Life's journey is not to arrive at the grave safely in a well-preserved body, but rather to skid in sideways, totally worn out, shouting, "Holy shit, what a ride."
Sharing Information with Employees: A historical analysis
When in 1992 I moved abruptly from writing poetry about the meaning of life in college to writing prose about the practice of employee communication in Chicago, Hugh Iglarsh eased the transition. He was the editor of The Ragan Report and my boss, and he didn't think having intellectual aspirations and working in the employee communication trade press were mutually exclusive. So he and I explored this business pretty earnestly together for a year, and we've remained friends since. So last week I was tickled to alert Hugh to this series I'm doing on this old book I discovered. Here was his response, delivered to me with astonishing speed, and putting Alexander Heron's book into an important historical perspective that my analysis ignores. Thanks, Hugh. —DM
Very interesting both in its assumptions (e.g., that employers—and by extension, capitalism itself—are fighting for the allegiance of their workforce against strong opponents) and its limitations (I haven't seen a mention of the concept of "upward communication," i.e., communication). It has a distinct New Deal sound to it—that the basic institutions are at risk, and can only be salvaged if the working class gets a bigger slice of the pie—in terms not only of wealth, but also information and the implications of information, participation and dignity. Now that we are coming out of an age of neoliberal triumph, in which supposedly there was "No Alternative" to the rigors of globalization, Heron does indeed seem relevant again. The collapse of the economy shows that a system that revolves around paper wealth and ignores basic human needs can't sustain itself.

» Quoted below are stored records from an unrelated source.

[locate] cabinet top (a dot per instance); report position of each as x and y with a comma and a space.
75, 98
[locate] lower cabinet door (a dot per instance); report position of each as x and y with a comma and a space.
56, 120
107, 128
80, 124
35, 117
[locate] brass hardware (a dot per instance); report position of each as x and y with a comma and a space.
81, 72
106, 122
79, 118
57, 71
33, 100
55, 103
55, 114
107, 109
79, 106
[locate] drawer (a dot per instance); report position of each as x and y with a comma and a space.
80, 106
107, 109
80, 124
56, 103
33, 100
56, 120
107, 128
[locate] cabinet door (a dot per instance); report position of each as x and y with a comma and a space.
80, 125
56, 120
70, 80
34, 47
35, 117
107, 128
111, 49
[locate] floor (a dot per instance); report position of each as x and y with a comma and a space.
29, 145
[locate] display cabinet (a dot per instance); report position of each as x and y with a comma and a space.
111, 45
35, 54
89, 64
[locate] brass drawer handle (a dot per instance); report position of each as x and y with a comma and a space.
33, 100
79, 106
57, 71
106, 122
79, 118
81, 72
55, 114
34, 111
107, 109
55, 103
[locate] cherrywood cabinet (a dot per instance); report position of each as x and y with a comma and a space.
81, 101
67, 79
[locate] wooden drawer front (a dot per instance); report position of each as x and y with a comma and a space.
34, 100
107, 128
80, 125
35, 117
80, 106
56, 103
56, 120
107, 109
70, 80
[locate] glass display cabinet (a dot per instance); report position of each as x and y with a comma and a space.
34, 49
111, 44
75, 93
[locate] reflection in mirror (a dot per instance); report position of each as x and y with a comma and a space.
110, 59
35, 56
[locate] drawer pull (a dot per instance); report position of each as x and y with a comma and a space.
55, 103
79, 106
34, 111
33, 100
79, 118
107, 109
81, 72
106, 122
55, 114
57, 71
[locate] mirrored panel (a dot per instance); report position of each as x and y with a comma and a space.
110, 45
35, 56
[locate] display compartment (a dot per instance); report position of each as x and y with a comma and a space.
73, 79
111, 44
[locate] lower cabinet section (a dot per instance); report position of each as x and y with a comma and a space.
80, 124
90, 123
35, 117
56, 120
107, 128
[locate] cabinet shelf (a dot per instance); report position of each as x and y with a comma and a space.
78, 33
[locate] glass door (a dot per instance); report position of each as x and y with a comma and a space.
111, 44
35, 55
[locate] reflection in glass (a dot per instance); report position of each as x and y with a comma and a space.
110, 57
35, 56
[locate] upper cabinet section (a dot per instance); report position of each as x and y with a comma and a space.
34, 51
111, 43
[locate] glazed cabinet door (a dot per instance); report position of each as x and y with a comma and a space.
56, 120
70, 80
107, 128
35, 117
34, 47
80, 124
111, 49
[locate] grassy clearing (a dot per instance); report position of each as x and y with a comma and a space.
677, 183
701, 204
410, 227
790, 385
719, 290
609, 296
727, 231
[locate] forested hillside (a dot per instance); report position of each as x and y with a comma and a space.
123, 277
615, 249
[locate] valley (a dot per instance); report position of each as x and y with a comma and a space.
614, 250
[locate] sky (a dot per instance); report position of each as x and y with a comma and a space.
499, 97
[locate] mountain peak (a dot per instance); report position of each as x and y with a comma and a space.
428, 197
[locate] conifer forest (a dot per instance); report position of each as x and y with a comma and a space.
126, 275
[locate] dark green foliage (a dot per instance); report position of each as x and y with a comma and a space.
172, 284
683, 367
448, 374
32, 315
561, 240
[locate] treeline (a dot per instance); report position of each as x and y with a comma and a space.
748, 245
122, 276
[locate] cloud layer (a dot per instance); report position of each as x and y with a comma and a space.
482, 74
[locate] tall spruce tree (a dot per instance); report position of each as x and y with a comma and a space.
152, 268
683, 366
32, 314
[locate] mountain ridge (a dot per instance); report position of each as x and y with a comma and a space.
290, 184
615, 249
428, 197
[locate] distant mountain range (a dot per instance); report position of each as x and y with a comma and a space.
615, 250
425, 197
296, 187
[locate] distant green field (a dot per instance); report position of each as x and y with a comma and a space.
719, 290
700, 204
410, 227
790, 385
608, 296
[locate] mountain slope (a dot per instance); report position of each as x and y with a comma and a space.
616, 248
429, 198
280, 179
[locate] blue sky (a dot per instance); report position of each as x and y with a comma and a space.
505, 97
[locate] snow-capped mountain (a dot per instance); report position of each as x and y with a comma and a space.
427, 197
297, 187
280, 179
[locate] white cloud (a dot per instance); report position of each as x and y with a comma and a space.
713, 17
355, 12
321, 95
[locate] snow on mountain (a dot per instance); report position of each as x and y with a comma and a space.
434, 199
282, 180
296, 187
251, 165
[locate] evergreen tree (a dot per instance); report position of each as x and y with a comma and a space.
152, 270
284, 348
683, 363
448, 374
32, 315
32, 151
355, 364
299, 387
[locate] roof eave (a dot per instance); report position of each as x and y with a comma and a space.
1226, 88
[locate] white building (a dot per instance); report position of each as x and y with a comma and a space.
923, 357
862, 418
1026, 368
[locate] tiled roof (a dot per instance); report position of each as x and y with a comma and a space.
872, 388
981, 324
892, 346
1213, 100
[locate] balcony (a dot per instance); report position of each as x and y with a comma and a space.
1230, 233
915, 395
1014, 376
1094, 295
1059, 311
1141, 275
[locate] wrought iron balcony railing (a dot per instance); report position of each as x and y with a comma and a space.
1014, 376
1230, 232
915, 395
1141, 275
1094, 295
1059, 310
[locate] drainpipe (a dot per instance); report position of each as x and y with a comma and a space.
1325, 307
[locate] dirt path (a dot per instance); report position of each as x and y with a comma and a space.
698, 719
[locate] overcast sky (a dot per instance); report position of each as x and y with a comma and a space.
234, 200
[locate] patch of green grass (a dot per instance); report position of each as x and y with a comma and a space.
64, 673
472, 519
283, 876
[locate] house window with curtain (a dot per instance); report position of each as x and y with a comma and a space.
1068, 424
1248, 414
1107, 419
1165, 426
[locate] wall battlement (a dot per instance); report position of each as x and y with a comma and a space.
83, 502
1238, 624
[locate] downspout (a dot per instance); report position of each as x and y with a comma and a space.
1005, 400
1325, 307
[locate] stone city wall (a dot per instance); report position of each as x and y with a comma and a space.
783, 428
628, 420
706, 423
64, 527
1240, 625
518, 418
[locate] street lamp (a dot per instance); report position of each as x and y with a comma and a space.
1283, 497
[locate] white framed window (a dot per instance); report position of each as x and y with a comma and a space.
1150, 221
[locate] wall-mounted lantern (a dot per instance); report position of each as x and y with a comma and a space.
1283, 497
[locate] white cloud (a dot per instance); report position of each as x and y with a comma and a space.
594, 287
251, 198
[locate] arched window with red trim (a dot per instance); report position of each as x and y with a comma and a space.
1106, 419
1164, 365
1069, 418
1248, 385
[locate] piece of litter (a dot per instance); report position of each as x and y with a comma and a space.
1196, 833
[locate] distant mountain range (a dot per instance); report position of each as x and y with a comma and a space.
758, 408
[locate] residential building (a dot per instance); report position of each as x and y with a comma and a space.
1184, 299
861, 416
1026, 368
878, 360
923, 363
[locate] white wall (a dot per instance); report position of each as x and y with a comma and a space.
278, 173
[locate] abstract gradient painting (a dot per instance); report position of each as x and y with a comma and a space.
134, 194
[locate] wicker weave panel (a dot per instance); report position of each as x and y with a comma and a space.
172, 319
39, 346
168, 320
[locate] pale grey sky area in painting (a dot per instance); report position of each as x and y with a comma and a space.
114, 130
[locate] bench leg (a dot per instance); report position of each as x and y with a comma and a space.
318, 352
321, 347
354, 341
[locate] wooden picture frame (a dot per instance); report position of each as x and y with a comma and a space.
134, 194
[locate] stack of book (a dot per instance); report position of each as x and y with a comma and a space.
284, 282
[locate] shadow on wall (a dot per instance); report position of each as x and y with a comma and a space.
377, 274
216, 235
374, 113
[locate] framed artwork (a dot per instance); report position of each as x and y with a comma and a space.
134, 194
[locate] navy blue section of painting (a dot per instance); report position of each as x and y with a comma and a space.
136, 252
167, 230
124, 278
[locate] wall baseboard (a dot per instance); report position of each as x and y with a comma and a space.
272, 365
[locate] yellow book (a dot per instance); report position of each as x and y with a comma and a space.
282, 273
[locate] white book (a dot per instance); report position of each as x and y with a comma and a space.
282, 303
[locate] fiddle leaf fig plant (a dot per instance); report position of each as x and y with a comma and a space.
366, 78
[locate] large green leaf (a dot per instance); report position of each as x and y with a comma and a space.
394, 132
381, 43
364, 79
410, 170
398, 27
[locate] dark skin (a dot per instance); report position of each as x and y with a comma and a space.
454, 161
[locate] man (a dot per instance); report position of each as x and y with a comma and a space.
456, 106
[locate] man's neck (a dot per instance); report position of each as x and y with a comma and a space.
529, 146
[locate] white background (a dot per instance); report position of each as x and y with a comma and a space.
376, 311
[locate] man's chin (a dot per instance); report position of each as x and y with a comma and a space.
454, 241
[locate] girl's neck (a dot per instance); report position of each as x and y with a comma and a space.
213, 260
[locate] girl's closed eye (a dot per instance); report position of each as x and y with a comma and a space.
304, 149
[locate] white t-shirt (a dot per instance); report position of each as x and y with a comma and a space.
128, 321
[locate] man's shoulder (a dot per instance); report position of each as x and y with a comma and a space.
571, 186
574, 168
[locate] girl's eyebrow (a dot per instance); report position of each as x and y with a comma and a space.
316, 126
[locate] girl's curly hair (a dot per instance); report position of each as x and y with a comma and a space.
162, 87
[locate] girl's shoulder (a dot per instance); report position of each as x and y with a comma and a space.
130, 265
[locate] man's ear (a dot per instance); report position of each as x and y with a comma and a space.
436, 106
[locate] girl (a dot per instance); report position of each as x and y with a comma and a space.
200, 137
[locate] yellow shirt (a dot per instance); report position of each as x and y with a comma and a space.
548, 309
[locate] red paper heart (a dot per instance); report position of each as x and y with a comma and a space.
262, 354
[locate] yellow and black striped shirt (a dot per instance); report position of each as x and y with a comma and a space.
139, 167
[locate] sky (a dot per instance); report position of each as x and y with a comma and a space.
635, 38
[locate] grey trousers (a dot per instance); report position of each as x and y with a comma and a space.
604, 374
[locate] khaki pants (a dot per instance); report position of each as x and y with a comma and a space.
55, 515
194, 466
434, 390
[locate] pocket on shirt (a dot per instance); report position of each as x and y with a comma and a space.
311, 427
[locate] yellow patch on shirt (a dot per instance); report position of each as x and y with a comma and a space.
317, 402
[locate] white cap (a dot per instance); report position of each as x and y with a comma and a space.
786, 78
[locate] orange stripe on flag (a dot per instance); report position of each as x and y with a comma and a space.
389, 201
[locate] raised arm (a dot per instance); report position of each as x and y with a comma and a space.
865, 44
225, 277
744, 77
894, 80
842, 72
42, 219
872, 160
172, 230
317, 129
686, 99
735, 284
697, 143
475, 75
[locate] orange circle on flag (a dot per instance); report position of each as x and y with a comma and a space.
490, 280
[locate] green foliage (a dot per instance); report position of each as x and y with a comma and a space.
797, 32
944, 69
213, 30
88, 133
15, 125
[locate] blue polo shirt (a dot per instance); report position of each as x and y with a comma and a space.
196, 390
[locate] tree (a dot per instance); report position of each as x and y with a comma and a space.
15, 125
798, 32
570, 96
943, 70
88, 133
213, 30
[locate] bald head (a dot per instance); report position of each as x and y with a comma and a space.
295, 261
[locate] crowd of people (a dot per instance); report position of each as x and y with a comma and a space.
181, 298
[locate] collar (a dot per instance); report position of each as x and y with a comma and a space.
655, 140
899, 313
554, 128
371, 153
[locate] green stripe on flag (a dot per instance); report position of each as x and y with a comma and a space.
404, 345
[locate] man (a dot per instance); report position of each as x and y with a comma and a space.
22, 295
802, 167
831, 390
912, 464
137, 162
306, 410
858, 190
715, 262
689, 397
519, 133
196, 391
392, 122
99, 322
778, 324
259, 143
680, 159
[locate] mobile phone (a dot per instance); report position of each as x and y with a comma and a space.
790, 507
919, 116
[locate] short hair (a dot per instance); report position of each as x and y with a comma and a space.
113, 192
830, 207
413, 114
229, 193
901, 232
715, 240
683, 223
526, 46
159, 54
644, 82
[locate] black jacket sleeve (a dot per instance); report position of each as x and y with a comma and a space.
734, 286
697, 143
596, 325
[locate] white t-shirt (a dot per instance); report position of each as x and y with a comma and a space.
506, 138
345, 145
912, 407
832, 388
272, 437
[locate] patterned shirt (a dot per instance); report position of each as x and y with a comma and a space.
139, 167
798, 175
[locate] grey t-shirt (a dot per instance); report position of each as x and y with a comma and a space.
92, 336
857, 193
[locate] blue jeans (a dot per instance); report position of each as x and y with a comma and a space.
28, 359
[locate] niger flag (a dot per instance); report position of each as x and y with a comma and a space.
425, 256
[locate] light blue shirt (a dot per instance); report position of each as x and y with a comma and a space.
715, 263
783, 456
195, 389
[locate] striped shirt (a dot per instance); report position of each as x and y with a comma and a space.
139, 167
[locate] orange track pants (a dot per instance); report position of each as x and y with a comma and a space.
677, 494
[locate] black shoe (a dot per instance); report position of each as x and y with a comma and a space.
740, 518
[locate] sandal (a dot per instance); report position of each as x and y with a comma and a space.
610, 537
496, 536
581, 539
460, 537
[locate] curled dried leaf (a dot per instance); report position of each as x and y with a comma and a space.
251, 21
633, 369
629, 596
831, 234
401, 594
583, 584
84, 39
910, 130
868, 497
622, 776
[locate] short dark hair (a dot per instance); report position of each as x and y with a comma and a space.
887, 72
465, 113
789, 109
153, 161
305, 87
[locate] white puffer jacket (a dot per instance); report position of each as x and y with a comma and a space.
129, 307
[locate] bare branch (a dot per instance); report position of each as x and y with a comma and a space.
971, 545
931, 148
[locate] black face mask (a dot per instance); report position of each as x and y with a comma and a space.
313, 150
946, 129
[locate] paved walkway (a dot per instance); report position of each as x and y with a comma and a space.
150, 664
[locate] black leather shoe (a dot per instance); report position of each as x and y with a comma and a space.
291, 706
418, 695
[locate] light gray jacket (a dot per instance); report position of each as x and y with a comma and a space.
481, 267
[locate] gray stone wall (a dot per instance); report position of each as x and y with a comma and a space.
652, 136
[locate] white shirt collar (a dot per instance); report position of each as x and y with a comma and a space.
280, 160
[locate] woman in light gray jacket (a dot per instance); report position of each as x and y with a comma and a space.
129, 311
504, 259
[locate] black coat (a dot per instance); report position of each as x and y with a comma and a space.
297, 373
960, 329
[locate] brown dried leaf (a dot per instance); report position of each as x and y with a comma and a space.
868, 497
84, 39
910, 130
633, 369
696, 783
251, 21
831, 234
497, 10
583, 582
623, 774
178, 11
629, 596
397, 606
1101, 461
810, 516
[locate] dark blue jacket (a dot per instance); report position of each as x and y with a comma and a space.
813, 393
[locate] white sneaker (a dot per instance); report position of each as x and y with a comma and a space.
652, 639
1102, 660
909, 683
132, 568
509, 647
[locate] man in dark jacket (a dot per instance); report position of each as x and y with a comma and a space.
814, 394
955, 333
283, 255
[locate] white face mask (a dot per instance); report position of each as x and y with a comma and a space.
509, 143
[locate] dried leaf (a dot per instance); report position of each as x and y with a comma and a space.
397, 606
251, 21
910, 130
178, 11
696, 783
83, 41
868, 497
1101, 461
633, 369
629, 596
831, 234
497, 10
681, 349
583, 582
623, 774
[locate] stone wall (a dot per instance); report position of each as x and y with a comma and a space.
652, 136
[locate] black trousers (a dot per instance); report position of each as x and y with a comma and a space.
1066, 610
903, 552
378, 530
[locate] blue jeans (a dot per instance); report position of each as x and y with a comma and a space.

The book reflects a historical moment. To defeat fascism, the USA had to produce 100,000 airplanes a year. The workers' productivity was as important as the soldiers' courage. Yet the intense labor struggles and radical consciousness of the Depression years were still very much in workers' minds. The result was a liberal industrial policy, in which classical capitalism, with its naked exploitation and resultant class conflict, would be transformed by broad-minded intellectuals (such as Heron) into a kind of social or high-road capitalism, where workers were (at least rhetorically) conceptualized not as pure costs but as sentient human beings. The bosses were grudgingly willing to accept this arrangement—temporarily —because the alternative was losing the war and hence the whole American empire.
The New Deal vision is a better arrangement for everybody—but the forces of bean-counting abstraction have proved stronger than the counter-forces. Ultimately, the strategy became de-industrialization, creating a society in which people either shuffle money, move information or paint nails. All to maximize short-term profits within hollowed-out, downward-spiraling corporations and to pre-empt working-class power, by turning producers into credit-hobbled consumers. But it doesn't create real wealth—in fact it drains wealth out of productive enterprises into usury—and we see the long-term consequences.
I certainly hope that the crash of 2008 leads to a deep rethinking of what an economy is and what human beings are for. However, both the industrial plant and the local economies are weaker now than they were in 1943, and the New Deal solution of economic stimulus and revamped industrial relations is unlikely to produce the same results. One response to an economic-political crisis of this sort is fascism, the tendency of the Bush/Cheney administration. The other is a movement toward humane socialism—i.e., a broadening of the commons, a strengthening of the social fabric and a rejection of greed as the dominant impulse in life.
Anyway, what interests me about this book—even more than the employee relations angle—is Heron's take on the media. His categories of "reluctant" willingness (comparable to what the CIA calls "limited hangout"), "paternalistic" willingness and "propagandist" willingness perfectly describe the attitudes and purposes of the MSM. Heron's essay opened my eyes to the reality of the corporate media as a kind of house organ — one less enlightened than the communication vehicles advocated by Heron.
As for Heron's central creed:
"The aggressive willingness to share information with employees is practical because, honestly and wisely followed through, it will induce a constructive co-operation which cannot be bought or forced."
Well, that's saying a lot. What's even more important is an aggressive willingness to listen to employees. Workers will feel like partners when they have real input, when their safety is considered, when they feel secure and respected, when their bosses aren't making more in a day than they are in a year, when the company is concerned with quality and not just profits, when the tone of the enterprise is communal and not sociopathic, etc. Certainly communication is a good start in treating employees like people. But when you begin a conversation you don't know where it will go—that's the whole point—and I wish Heron would focus not just on divulging information but on obtaining it. By writing only from the point of view of the bosses (as far as I can tell, from what I've read here), he reveals his own standpoint of enlightened elitism.
Anyway, thanks for posting these excerpts—they're useful advice for those in the trade, as well as wonderful historical documents. I look forward to seeing more of Heron's wisdom and your commentary.